Talking about appropriation
In 'Unhinged: Jewellery by Jason Hall' in Art New Zealand 118, Damian Skinner writes that 'The conceptual kick of Hall's work emerges from the visual relationship between the gate patterns he references in his brooches, and kowhaiwhai - the curvilinear patterns that decorate heke, rafters, in whare whakairo, decorated meeting houses.'
The title The Gate Between is a reference to Francis Pound's book The Space Between: Pakeha Use of Maori Motifs in Modernist New Zealand Art (1994), and the debate about cultural appropriation which has centred on the work of Gordon Walters. As Skinner writes, 'Hall's brooches are nothing like Walters's geometric bar and circle motif, but they comment directly on a debate that is often interpreted as an argument about who can (and can't) use Maori motifs.' Hall's brooches, and his title, draw a witty parallel between gates and the charge of cultural appropriation, both of which enforce boundaries and close off access.
Being bicultural
The Gate Between tackles the question of appropriation in order to address a larger cultural debate.

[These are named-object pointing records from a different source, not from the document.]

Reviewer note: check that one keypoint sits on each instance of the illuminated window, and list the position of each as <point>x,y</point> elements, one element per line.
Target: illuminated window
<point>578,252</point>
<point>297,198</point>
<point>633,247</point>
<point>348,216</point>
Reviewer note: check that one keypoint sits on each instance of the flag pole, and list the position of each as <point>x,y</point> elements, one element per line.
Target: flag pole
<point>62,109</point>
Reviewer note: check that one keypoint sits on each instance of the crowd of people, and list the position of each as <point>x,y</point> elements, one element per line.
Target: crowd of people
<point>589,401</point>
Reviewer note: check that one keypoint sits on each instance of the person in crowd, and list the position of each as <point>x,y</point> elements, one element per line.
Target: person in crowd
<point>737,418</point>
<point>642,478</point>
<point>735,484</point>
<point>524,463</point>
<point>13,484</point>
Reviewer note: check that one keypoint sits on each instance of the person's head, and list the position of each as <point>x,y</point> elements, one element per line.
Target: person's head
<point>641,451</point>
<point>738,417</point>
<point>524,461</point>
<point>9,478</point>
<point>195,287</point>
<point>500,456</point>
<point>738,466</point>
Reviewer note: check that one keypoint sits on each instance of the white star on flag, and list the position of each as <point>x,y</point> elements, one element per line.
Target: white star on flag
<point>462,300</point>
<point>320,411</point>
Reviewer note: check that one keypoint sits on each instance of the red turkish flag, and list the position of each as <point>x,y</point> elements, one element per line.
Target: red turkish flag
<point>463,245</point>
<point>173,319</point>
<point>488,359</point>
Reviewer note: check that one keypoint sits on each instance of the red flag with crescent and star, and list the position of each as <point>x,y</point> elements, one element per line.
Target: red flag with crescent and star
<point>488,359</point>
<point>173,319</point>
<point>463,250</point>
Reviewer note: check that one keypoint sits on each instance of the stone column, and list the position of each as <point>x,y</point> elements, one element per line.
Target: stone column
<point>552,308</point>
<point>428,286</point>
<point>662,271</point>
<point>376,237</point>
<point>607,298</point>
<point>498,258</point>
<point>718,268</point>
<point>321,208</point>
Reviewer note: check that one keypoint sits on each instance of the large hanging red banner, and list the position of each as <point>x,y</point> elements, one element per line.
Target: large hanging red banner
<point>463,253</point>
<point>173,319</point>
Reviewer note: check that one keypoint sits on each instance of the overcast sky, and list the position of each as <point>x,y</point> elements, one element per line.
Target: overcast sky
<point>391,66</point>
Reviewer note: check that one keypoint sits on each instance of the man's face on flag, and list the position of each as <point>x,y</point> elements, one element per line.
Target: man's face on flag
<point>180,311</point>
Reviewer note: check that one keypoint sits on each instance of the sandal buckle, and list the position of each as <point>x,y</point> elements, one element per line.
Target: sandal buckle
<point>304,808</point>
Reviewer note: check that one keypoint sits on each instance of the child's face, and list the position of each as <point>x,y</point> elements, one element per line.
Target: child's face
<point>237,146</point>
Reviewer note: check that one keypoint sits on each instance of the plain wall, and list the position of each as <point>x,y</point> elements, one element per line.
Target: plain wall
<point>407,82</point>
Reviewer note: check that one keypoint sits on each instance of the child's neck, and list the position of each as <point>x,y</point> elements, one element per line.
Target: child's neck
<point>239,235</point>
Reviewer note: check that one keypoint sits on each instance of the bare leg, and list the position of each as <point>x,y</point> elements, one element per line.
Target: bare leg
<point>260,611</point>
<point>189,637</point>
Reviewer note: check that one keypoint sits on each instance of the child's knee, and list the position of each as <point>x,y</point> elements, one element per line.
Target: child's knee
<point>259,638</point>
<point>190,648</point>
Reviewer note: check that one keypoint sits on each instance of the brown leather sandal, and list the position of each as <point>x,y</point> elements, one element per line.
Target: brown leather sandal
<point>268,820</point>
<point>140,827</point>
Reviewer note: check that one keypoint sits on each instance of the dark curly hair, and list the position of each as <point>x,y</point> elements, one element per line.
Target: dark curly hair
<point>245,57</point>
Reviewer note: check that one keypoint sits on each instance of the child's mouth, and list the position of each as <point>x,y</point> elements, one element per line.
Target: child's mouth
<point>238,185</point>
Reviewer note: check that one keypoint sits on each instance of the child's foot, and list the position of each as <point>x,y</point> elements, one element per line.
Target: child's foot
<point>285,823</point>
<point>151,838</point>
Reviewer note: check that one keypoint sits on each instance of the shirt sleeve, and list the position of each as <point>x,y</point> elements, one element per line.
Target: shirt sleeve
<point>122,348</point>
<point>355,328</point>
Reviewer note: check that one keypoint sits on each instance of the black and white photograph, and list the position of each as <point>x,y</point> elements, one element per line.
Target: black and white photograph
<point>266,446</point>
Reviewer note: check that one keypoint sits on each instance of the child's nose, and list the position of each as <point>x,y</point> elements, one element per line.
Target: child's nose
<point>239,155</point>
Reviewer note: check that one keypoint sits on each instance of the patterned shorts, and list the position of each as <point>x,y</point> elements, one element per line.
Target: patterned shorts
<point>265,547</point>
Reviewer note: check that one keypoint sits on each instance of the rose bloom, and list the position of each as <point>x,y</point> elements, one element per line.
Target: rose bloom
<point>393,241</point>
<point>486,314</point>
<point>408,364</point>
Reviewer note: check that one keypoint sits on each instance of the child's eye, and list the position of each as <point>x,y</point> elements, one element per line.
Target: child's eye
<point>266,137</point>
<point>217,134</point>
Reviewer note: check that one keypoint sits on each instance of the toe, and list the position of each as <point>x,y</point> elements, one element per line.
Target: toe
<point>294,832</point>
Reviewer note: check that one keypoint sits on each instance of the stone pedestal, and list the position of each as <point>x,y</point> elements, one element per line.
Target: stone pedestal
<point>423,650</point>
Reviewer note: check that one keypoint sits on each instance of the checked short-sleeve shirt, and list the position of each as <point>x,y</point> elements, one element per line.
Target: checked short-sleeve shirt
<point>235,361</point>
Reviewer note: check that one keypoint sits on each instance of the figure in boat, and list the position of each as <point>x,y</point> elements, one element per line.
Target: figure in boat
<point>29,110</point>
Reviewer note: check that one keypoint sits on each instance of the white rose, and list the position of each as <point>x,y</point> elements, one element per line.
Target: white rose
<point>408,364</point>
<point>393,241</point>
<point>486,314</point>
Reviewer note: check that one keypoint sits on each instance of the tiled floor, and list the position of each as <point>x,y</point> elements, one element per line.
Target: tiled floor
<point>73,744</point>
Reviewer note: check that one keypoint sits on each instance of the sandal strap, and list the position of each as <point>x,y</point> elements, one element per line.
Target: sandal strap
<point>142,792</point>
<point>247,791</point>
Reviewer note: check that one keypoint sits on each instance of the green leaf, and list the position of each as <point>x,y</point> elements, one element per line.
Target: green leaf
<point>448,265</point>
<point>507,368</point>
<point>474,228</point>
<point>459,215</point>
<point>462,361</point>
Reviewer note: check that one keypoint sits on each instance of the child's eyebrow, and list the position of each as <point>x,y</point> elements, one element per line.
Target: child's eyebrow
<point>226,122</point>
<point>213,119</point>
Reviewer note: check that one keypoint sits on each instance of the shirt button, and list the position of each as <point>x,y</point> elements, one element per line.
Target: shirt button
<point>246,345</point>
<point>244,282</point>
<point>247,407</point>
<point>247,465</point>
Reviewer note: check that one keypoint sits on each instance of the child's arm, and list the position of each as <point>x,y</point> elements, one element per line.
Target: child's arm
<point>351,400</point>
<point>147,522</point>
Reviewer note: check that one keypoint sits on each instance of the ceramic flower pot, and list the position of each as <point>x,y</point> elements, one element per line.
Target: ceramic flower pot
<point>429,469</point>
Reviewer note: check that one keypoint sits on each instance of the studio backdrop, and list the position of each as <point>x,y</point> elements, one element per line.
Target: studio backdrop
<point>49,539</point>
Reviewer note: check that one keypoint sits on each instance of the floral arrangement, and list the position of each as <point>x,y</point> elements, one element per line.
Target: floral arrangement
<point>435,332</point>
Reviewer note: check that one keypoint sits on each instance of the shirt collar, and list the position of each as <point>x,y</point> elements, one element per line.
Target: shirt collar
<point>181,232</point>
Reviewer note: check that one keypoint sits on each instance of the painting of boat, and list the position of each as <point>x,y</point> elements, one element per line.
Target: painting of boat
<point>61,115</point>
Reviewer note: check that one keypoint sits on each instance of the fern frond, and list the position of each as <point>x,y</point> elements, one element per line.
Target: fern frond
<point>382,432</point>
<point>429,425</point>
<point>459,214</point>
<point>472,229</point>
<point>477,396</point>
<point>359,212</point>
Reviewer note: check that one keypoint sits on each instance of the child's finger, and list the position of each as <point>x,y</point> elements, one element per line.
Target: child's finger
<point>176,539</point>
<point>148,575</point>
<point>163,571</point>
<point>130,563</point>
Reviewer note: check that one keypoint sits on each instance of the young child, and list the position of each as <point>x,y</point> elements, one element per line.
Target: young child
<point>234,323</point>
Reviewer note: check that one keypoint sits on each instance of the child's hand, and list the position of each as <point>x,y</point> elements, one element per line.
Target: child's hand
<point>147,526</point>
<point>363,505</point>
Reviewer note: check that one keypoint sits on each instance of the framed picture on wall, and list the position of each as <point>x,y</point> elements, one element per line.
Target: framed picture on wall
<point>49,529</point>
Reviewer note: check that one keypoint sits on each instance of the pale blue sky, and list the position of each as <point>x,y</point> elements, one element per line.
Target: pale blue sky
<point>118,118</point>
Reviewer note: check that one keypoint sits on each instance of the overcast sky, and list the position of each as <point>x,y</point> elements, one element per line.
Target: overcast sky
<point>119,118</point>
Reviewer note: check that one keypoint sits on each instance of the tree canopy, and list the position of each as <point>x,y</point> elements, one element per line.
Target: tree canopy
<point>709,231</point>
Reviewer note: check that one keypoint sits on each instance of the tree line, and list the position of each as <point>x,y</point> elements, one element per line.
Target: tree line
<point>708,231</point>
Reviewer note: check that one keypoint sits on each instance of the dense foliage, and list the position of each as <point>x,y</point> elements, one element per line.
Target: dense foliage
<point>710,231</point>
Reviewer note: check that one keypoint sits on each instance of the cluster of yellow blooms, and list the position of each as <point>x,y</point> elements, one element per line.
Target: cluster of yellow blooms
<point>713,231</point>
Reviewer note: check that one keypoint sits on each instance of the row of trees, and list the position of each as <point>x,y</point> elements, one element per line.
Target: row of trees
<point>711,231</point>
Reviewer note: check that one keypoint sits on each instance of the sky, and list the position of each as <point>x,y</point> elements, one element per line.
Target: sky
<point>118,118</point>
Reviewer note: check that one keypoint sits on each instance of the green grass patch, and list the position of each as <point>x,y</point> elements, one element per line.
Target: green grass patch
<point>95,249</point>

As Fear Brampton writes in The Gate Between: Jason Hall, a catalogue published in 2002, 'Jason Hall's work is unusual in the context of contemporary jewellery in New Zealand in that … it has focused on issues of Biculturalism in relation to [Hall's] own identity as a Pakeha whilst wrestling with the associated historical issues such a designation references in relation to Maori.'
Hall's brooches are an expression of biculturalism that attempt to show how Pākehā identity is inevitably shaped by a relationship to Māori - even the name Pākehā is a Māori word. Yet Hall avoids using Māori culture as part of the way he creates these signs of Pākehā identity. His patterns look like Māori art, but they are actually from Europe. This effect of 'same but different' is how Hall evokes the Pākehā relationship to Māori. The brooches capture a cultural dynamic that is very hard to represent successfully.